One could try to conditionally handle the retrieval of the "rest" part of a sequence everywhere it is needed, but I think a cleaner approach is to encapsulate the desired behaviour in a new data type. My first attempt was a class that encapsulated the semantics of unpacking assignments, UnpackingAssignment. It looked something like this:

class UnpackingAssignment:
    def __init__(self, *heads, glob=None, rest=None):
        self.heads = heads
        self.glob = glob
        self.rest = rest

pack = UnpackingAssignment  # conflicting naming, but it's a convenient shorthand

pack(1, 2, glob=[3, 4], rest=[5])  # a, b, *c, d = [1,2,3,4,5]

pack(glob=[3, 4], rest=[5, 6])  # *a, b, c = [3,4,5,6]

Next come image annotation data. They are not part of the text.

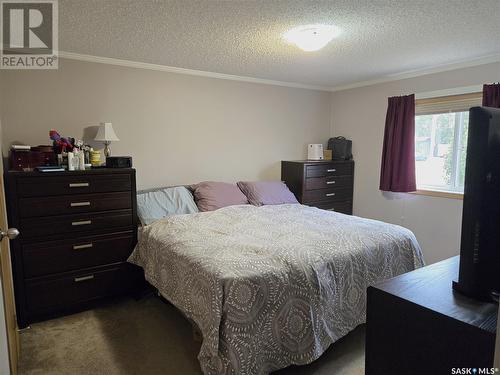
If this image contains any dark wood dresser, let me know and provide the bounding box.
[366,256,498,375]
[281,160,354,215]
[5,168,142,328]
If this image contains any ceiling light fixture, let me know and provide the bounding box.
[283,25,340,52]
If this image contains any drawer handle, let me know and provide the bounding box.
[73,243,94,250]
[71,220,92,226]
[69,182,90,187]
[74,275,94,283]
[71,202,90,207]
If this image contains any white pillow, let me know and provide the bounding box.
[137,186,198,225]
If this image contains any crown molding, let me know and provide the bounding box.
[59,51,330,91]
[59,51,500,92]
[330,53,500,92]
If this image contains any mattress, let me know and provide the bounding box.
[129,204,423,374]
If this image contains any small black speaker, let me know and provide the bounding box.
[106,156,132,168]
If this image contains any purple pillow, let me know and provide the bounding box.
[191,181,248,211]
[237,181,299,206]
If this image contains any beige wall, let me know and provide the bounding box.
[0,59,331,188]
[332,63,500,263]
[0,59,500,263]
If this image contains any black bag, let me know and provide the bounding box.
[328,137,352,160]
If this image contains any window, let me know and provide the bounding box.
[415,93,481,193]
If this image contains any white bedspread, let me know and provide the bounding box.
[129,204,423,374]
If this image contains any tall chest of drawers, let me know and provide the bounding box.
[5,168,141,327]
[281,160,354,215]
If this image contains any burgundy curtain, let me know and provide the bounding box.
[380,94,417,192]
[483,83,500,108]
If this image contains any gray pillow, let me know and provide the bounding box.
[237,181,299,206]
[191,181,248,211]
[137,186,198,225]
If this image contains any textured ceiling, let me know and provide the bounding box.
[59,0,500,87]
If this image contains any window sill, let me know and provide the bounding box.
[411,190,464,200]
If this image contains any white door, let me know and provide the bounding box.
[0,122,19,375]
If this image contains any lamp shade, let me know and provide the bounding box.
[94,122,119,142]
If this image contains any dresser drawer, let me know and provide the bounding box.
[19,191,132,218]
[17,173,132,197]
[306,163,353,178]
[22,232,135,278]
[305,176,352,190]
[309,201,352,215]
[20,210,134,239]
[26,264,132,313]
[302,188,352,204]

pack(1, glob=[2, 3])  # a, *b = [1,2,3]

The variadic nature of the fields makes unification tricky, particularly once you add logic variables and arbitrarily deeply nested structures into the mix. One area of difficulty is unifying UnpackingAssignment instances that contain "overlapping" fields. In the following examples, variable names represent logic variables, represents unification, and { u₀ ↦ v₀, u₁ ↦ v₁, ... } represents the resulting set of mappings.

Some simple cases:

  • pack(1, glob=x) ≡ [1, 2, 3]
    • { x ↦ [2, 3] }
  • pack(x, glob=[2, 3]) ≡ [1, 2, 3]
    • { x ↦ 1 }
  • pack(glob=x, heads=[3]) ≡ [1, 2, 3]
    • { x ↦ [1, 2]}
  • pack(x, glob=[2, 3], rest=[y]) ≡ [1, 2, 3, 4]
    • { x ↦ 1, y ↦ 4 }

And some more interesting ones:

  • pack(1, glob=x, rest=y) ≡? [1, 2, 3, 4]
    • intuition says that the set of results should be:
      • { x ↦ [], y ↦ [1, 2, 3, 4] }
      • { x ↦ [1], y ↦ [2, 3, 4] }
      • { x ↦ [1, 2], y ↦ [3, 4] } (and so on)
  • pack(1, 2, glob=x, rest=[4, 5]) ≡? pack(1, glob=y, pack(glob=x, rest=[4, 5]))
    • intuitively these terms should unify with { x ↦ [3], y ↦ [2] }
  • pack(x, glob=[2, 3, 4], rest=[5, 6, 7]) ≡? pack(1, 2, glob=[3], rest=y)
    • again, there is an intuitive set of results ({ x ↦ 1, y ↦ [4, 5, 6, 7] }), but translating these intuitions into an implementation feels a bit like solving the Towers of Hanoi in the dark.